Main Page > SSD projects > NumGRID

NumGrid Project

Preface

With evolution of mathematical modeling and creation of high-performance computer systems, many scientific applications have appeared that demand increasing computational performance, higher than any of available supercomputers can provide. In particular, for the super large scale numerical modeling it is necessary to integrate several supercomputers, i.e., to create a Grid. Not any application can be well solved on grids because of slow communications. However, such application problems as search for alien civilizations, prime numbers search and climate prediction are successfully running on grids.


Another problem is a rapid progress in microprocessor development that forces us to use heterogeneous computer systems for solution of the large-scale problems. In particular, in 2007 the Siberian Supercomputing center (Novosibirsk, Russia) exploits the following multicomputers: the 32 processors MVS-1000, based on the alpha microprocessor (833 Mhz), the 128 processors MVS-1000, based on the alpha microprocessor (633 Mhz) and the 60 processors HP cluster, based on the Intel Itanium II microprocessor. There are also two clusters based on Intel Pentium III and Opteron in Novosibirsk State University that are used in scientific calculations. Therefore, there is a necessity to create the software that will provide the large-scale simulation in heterogeneous environments. For now, numerous GRID projects oriented to different applications are under development.
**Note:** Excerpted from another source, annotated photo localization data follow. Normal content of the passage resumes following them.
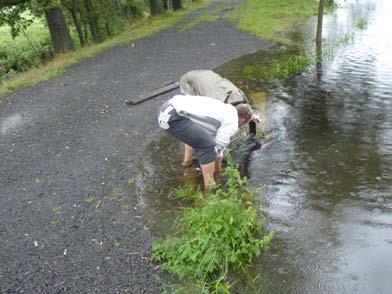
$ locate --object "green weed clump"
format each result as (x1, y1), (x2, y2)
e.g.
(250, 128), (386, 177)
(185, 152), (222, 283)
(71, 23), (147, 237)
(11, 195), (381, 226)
(268, 54), (313, 78)
(243, 52), (313, 80)
(152, 163), (273, 293)
(355, 18), (367, 30)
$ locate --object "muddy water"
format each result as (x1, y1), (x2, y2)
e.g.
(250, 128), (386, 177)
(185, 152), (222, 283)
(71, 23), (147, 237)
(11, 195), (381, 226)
(213, 0), (392, 293)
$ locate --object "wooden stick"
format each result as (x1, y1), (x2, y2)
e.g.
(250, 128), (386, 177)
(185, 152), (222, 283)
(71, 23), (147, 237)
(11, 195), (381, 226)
(126, 81), (179, 105)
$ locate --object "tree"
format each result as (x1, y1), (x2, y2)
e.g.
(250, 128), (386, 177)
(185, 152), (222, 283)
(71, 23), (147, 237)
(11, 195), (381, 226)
(45, 6), (75, 52)
(64, 0), (86, 47)
(83, 0), (100, 42)
(316, 0), (325, 79)
(149, 0), (163, 15)
(316, 0), (325, 61)
(0, 0), (74, 53)
(172, 0), (182, 10)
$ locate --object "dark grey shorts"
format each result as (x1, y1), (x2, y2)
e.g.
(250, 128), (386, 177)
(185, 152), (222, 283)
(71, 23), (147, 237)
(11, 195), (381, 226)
(158, 103), (217, 164)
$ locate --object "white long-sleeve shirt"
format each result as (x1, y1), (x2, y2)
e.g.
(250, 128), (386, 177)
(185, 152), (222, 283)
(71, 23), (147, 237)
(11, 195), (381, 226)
(169, 95), (238, 153)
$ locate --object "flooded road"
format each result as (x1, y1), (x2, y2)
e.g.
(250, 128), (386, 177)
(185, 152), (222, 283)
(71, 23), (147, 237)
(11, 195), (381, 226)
(214, 0), (392, 292)
(138, 0), (391, 292)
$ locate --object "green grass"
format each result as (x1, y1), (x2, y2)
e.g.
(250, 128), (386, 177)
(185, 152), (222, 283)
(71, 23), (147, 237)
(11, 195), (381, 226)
(0, 19), (49, 50)
(230, 0), (319, 45)
(180, 0), (230, 32)
(180, 11), (216, 32)
(152, 160), (273, 293)
(0, 19), (52, 77)
(0, 0), (212, 98)
(355, 18), (367, 29)
(241, 49), (313, 81)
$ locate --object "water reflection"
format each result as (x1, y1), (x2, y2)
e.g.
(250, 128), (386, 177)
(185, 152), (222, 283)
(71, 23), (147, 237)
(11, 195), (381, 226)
(215, 0), (391, 292)
(135, 133), (204, 237)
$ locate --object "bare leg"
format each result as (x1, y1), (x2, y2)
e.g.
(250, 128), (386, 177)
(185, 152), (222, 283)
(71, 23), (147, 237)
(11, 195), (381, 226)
(200, 161), (215, 190)
(182, 144), (195, 167)
(214, 156), (223, 177)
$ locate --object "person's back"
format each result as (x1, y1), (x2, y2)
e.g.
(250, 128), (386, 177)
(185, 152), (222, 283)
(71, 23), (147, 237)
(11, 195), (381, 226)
(179, 70), (248, 105)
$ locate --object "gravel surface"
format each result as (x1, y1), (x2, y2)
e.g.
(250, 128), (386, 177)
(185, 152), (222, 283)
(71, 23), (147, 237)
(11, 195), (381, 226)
(0, 1), (270, 292)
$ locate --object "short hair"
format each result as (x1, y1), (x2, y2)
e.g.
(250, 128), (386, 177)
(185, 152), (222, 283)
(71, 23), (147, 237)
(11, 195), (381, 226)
(235, 103), (253, 121)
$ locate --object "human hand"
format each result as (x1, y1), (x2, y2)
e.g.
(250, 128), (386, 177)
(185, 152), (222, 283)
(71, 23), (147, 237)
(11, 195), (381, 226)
(251, 113), (261, 123)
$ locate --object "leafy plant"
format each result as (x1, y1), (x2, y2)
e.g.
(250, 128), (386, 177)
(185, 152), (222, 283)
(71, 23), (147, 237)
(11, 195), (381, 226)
(242, 51), (313, 80)
(172, 183), (204, 202)
(355, 18), (367, 29)
(152, 161), (273, 293)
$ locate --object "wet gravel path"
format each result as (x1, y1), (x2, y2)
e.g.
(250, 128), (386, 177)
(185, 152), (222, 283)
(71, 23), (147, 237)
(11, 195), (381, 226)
(0, 1), (270, 292)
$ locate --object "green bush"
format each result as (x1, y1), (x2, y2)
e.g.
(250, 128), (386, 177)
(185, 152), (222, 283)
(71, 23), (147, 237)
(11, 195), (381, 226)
(0, 40), (53, 79)
(355, 18), (367, 30)
(0, 22), (53, 79)
(152, 163), (273, 293)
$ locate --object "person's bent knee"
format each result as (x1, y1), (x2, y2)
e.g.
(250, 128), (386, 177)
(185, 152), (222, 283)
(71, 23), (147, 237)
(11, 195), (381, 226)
(197, 148), (217, 165)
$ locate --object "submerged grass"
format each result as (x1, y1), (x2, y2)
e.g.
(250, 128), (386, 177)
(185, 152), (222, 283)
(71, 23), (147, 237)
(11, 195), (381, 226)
(230, 0), (319, 45)
(355, 18), (367, 29)
(243, 52), (313, 80)
(0, 0), (211, 98)
(152, 160), (273, 293)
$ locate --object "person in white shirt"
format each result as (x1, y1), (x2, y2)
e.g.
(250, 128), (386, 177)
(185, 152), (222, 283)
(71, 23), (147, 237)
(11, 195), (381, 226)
(158, 94), (253, 189)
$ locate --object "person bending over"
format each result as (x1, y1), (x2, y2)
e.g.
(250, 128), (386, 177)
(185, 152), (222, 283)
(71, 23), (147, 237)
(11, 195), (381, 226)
(179, 70), (261, 166)
(158, 94), (253, 190)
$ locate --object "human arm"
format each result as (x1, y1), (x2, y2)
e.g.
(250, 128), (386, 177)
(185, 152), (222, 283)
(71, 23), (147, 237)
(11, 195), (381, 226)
(215, 120), (238, 157)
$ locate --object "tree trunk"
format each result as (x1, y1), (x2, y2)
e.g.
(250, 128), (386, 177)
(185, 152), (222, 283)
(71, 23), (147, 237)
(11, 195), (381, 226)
(44, 7), (74, 54)
(83, 22), (89, 44)
(149, 0), (163, 15)
(70, 0), (85, 47)
(105, 22), (112, 36)
(112, 0), (121, 15)
(316, 0), (325, 80)
(163, 0), (169, 10)
(172, 0), (182, 10)
(84, 0), (100, 42)
(316, 0), (325, 61)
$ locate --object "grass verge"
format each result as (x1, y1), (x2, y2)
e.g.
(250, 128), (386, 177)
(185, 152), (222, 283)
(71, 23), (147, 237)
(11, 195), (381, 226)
(0, 0), (211, 98)
(180, 11), (216, 32)
(180, 0), (230, 32)
(229, 0), (319, 45)
(152, 160), (273, 293)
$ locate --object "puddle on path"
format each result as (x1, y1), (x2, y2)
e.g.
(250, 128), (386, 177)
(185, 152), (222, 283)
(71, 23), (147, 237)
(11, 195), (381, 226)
(1, 113), (24, 135)
(135, 130), (262, 238)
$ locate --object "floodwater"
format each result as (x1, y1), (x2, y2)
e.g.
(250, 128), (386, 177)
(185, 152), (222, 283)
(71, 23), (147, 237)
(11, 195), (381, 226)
(215, 0), (392, 293)
(139, 0), (392, 292)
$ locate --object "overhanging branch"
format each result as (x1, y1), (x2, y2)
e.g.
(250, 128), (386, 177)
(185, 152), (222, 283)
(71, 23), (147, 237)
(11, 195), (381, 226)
(0, 0), (30, 6)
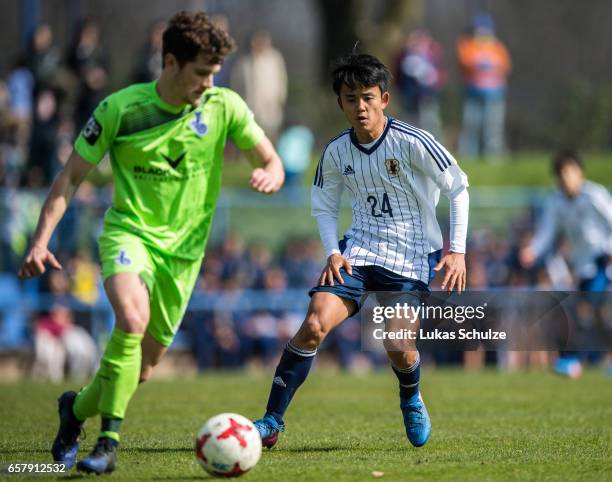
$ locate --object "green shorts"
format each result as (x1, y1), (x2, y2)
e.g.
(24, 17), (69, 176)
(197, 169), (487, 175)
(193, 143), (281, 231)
(99, 230), (202, 347)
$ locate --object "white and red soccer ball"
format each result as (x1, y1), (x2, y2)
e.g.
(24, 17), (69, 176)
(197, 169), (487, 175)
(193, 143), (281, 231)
(195, 413), (262, 477)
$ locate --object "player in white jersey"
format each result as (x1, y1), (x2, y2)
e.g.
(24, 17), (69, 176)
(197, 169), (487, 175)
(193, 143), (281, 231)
(254, 53), (469, 448)
(520, 150), (611, 377)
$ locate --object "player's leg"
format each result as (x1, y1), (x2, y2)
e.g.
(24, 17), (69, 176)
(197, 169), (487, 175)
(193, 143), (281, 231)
(76, 272), (150, 474)
(255, 288), (358, 448)
(266, 292), (354, 414)
(375, 264), (436, 448)
(51, 267), (150, 472)
(139, 332), (169, 383)
(384, 313), (429, 447)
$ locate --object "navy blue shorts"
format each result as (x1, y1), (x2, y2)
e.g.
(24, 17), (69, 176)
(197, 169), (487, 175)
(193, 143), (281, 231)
(309, 250), (442, 315)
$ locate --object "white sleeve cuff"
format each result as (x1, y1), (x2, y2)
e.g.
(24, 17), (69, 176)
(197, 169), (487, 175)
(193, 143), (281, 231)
(449, 188), (469, 253)
(316, 214), (340, 257)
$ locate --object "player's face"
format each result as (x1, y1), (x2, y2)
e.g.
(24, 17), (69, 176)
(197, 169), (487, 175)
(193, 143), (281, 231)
(338, 84), (390, 141)
(172, 54), (222, 106)
(558, 163), (583, 198)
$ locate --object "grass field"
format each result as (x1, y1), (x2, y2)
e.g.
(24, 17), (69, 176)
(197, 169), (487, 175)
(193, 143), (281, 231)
(1, 370), (610, 481)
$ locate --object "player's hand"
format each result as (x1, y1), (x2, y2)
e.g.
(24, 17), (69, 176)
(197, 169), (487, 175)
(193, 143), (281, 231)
(18, 245), (63, 279)
(519, 247), (536, 268)
(319, 253), (352, 286)
(250, 167), (283, 194)
(433, 252), (466, 294)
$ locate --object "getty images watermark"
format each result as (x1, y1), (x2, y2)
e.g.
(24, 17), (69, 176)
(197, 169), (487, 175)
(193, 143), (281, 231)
(370, 301), (505, 341)
(360, 291), (612, 352)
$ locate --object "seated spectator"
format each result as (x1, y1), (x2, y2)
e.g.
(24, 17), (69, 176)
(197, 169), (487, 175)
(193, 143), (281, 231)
(31, 303), (98, 382)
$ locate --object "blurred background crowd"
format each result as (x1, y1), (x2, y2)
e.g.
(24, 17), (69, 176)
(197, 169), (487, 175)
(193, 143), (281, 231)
(0, 0), (610, 380)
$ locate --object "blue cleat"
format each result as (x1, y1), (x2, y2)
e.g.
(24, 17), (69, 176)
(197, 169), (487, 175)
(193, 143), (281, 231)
(253, 414), (285, 449)
(400, 392), (431, 447)
(77, 437), (118, 474)
(553, 357), (583, 379)
(51, 391), (83, 469)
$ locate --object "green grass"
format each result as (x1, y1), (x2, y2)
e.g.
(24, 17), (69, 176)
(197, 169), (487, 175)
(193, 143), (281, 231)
(1, 370), (611, 481)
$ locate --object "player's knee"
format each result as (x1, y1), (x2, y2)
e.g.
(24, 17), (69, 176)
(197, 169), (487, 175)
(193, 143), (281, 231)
(388, 350), (419, 369)
(115, 309), (148, 334)
(301, 313), (329, 347)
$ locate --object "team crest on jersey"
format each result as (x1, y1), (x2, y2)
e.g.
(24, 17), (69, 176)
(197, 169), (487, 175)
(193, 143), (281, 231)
(115, 250), (132, 266)
(385, 159), (401, 177)
(190, 111), (208, 136)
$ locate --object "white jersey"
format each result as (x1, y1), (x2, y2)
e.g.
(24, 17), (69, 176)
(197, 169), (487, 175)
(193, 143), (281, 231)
(311, 117), (469, 284)
(531, 180), (612, 281)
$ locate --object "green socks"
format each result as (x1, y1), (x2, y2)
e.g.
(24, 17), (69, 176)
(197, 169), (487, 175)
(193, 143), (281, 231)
(73, 329), (144, 441)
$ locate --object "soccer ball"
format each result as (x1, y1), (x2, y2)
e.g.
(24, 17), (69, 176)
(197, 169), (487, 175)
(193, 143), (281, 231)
(195, 413), (262, 477)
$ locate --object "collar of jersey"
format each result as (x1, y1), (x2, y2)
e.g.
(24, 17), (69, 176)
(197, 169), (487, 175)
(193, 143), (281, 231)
(350, 116), (392, 155)
(151, 81), (196, 115)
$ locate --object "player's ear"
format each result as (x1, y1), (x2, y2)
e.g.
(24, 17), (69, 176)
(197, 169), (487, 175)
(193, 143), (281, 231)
(381, 91), (390, 109)
(163, 53), (179, 72)
(337, 96), (343, 111)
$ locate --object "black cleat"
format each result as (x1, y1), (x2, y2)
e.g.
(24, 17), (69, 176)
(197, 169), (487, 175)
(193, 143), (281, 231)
(51, 391), (83, 469)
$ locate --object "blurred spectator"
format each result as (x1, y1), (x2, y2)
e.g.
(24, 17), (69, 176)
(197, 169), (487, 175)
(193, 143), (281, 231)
(231, 30), (287, 142)
(134, 20), (166, 83)
(219, 233), (250, 283)
(31, 303), (98, 382)
(66, 19), (109, 129)
(457, 14), (511, 158)
(66, 20), (106, 76)
(245, 241), (273, 289)
(242, 310), (281, 368)
(26, 24), (62, 90)
(395, 29), (446, 137)
(6, 58), (35, 161)
(75, 64), (109, 131)
(276, 125), (315, 186)
(209, 14), (235, 88)
(28, 88), (60, 184)
(0, 79), (23, 189)
(281, 237), (322, 287)
(69, 249), (100, 305)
The speed of communication is permanently growing and now it is possible to organize numerical simulation on GRID of multicomputers. In 2004, NumGRID project intended for the creation of the necessary grid system software started in Novosibirsk (ICM&MG).

 

Objectives

The main objective of the NumGRID project is to provide the use of remote multicomputers for large-scale numerical simulations
Several large-scale numerical applications were already solved in NumGRID environment:
1. The simulation of protoplanetary disc evolution and galaxy formation.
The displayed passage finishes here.